Drawing from her own experiences in overcoming social and economic obstacles, Esperanza Fonseca ’16—a fellow with the Women’s Policy Institute—was instrumental in the drafting and passage of a new California state bill, AB942, also known as the Access to Safe Food Choices and Food Security Act of 2019.
Through her fellowship—a policy and leadership training program where fellows are able to research, propose, and advance legislation—she was given the tools and opportunities to address an issue that spoke to her: providing nourishment for those in need.
Fonseca’s bill, introduced by Assemblymember Shirley Webber, will establish a statewide program that will allow homeless, disabled, or elderly recipients of CalFresh food benefits to purchase a hot or prepared meal from any restaurant throughout the state that decides to participate—something that was previous allowed in only 10 of 58 counties in the state.

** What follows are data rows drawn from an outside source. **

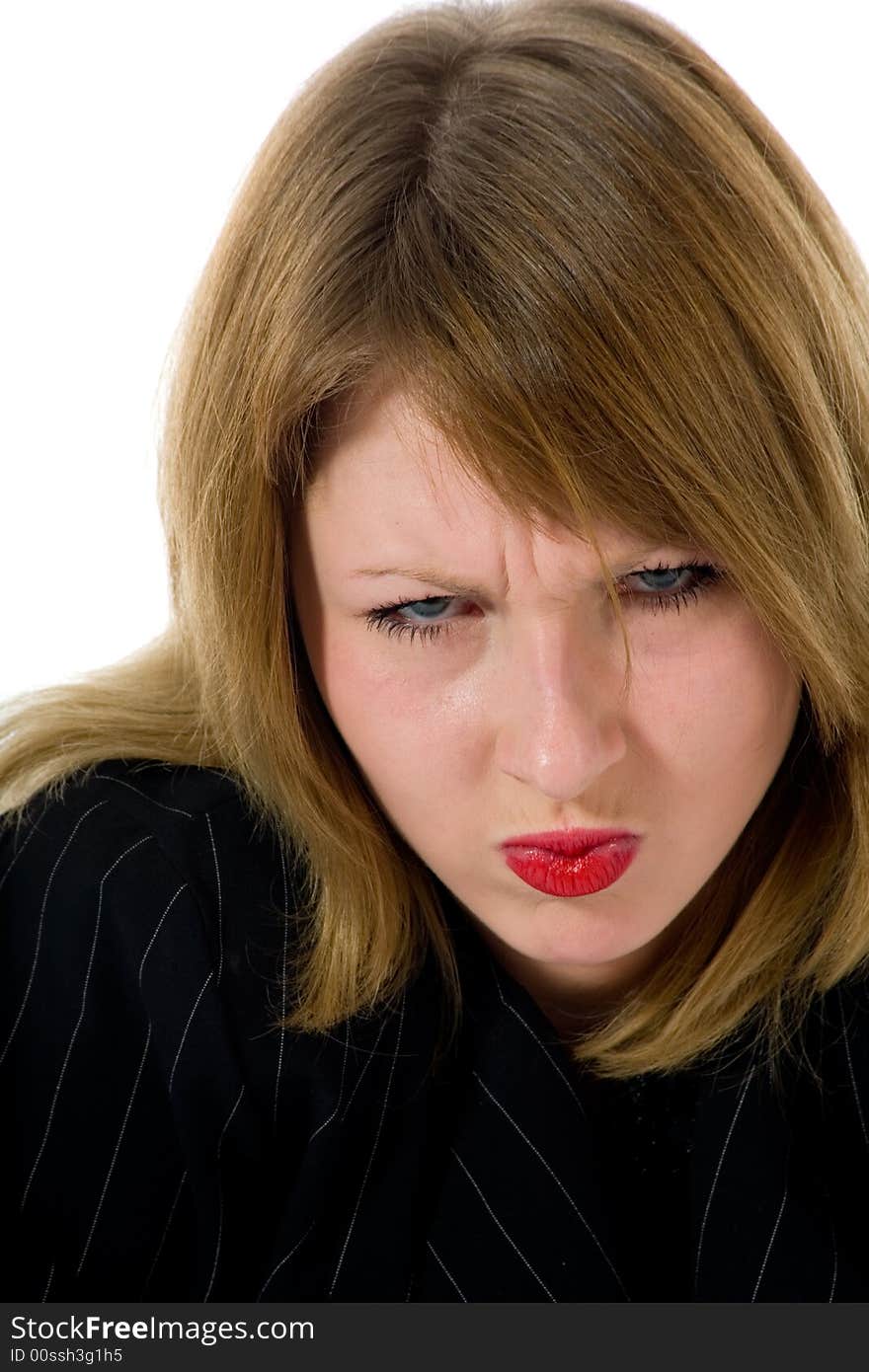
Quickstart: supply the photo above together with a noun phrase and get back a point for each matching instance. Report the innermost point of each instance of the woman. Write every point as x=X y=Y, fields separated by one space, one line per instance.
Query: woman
x=524 y=333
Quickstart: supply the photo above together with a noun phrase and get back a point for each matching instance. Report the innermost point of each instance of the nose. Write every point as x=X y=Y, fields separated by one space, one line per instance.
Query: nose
x=562 y=724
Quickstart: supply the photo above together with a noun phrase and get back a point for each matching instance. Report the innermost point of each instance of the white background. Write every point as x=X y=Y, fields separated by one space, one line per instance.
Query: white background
x=126 y=130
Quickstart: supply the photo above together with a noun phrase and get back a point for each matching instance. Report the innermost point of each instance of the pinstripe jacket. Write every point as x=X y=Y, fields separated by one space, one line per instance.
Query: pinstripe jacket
x=168 y=1144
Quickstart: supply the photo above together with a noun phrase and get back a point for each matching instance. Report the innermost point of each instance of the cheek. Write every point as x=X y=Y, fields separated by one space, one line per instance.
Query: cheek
x=408 y=732
x=732 y=718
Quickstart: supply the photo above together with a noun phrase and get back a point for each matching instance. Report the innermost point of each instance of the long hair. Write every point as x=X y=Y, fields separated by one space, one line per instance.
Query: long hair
x=604 y=277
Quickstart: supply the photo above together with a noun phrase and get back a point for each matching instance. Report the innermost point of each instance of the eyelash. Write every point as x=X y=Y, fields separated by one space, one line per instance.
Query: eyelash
x=384 y=618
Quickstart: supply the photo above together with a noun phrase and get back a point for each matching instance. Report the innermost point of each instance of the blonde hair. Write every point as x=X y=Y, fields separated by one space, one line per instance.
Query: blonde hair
x=605 y=278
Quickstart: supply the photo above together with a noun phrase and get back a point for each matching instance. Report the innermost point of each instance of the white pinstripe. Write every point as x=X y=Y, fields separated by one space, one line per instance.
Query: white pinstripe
x=81 y=1013
x=847 y=1050
x=129 y=1105
x=220 y=1193
x=344 y=1065
x=39 y=932
x=115 y=1157
x=159 y=1248
x=283 y=991
x=516 y=1250
x=537 y=1040
x=739 y=1106
x=187 y=1027
x=18 y=852
x=220 y=903
x=285 y=1258
x=159 y=925
x=373 y=1147
x=769 y=1246
x=558 y=1181
x=445 y=1269
x=368 y=1061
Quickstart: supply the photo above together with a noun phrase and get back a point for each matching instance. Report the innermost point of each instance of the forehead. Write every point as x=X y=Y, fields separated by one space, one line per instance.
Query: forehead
x=379 y=463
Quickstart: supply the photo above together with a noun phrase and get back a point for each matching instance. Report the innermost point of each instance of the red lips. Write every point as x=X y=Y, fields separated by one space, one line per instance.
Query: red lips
x=572 y=862
x=567 y=841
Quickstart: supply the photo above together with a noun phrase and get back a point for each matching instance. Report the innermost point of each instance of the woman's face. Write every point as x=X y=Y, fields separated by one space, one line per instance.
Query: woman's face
x=513 y=720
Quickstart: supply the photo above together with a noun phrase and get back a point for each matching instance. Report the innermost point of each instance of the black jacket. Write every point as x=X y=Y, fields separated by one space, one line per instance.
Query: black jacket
x=166 y=1143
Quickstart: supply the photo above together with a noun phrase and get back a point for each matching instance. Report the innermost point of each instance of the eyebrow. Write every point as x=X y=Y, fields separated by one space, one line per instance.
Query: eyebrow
x=434 y=576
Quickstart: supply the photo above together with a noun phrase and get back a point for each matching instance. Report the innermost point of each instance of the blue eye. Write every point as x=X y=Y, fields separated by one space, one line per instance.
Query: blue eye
x=702 y=576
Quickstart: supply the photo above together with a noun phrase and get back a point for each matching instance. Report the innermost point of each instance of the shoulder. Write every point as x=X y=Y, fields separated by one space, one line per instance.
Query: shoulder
x=133 y=847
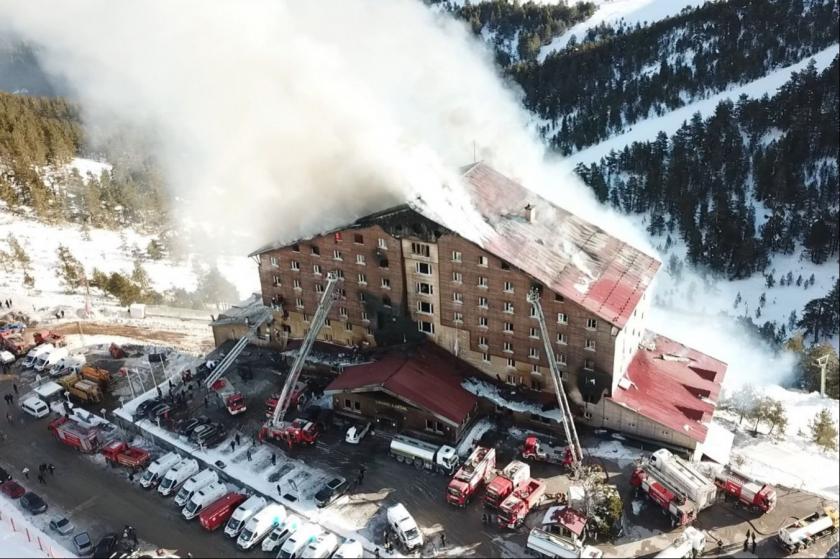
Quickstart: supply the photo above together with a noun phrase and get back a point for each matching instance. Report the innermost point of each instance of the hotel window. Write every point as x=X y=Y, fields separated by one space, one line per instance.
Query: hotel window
x=424 y=288
x=420 y=249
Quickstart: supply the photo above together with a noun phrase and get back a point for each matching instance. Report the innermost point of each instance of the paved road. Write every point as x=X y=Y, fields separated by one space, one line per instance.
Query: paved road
x=98 y=498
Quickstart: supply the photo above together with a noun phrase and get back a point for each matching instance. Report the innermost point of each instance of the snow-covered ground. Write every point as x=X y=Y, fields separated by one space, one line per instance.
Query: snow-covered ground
x=24 y=536
x=790 y=460
x=612 y=12
x=669 y=123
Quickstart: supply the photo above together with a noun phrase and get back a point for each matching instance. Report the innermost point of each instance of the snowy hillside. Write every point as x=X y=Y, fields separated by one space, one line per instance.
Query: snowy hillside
x=629 y=12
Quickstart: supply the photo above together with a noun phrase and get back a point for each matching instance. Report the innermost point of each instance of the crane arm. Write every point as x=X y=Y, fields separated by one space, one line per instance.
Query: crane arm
x=559 y=391
x=318 y=320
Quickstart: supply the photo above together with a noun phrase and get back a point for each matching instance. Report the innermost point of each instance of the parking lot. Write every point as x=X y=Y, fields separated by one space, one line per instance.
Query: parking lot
x=101 y=499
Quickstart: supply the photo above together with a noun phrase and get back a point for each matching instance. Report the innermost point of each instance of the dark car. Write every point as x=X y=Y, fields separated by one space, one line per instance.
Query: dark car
x=12 y=489
x=334 y=489
x=33 y=503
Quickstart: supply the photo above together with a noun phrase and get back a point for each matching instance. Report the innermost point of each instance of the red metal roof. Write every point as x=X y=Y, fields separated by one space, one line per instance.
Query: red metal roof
x=567 y=254
x=673 y=385
x=425 y=380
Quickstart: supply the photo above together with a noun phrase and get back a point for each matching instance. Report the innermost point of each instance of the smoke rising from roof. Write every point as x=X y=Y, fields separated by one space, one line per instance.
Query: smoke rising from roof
x=276 y=119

“So what happens is that many people end up going to bed hungry because they have no place to cook food, store it, or even lack the ability to prepare it,” said Fonseca, who was once homeless herself. “We want to change that so that everyone—regardless of ability or housing status—can eat a warm meal with dignity.”
The journey to get this bill through legislation began at the Women’s Policy Institute, where Fonseca worked with a team of fellows and mentors to tackle economic justice issues in California. “I thought back to my experience of being on [food stamps] and not being able to buy a hot or prepared meal,” she said.
After hearing Fonseca’s story, the team decided this was an important issue to tackle. They conducted extensive research, met with legislative staff, and met with representatives of the California Department for Social Services.
“We wrote the policy language, asked around for a senator or assembly person to agree to introduce our bill, and then developed a coalition of community groups and a plan to push our through bill both houses and to the Governor’s desk,” explained Fonseca—who majored in feminist studies and liberation theology through the Whittier Scholars Program.
The bill has now been passed by both legislative houses and the final step is for the governor to sign the bill into law.
“It feels surreal that I was able to take my personal experience and create a policy solution to help others experiencing homelessness and relying on food stamps,” said Fonseca. “This is something that all of us can do and it just starts with getting a group of people together to name a problem and identify the solution.”
When she’s not working on the passage of the bill, Fonseca’s full-time job also revolves around social justice. She is currently a California senior organizer with United for Respect, an organization that works to ensure that all people, regardless of title, age, race, sex, sexual orientation, or disability are respected in the retail industry. In her role, she leads a statewide team that promotes a fair work week policy, holds Wall Street private equity firms accountable, and protects workers’ privacy and data rights.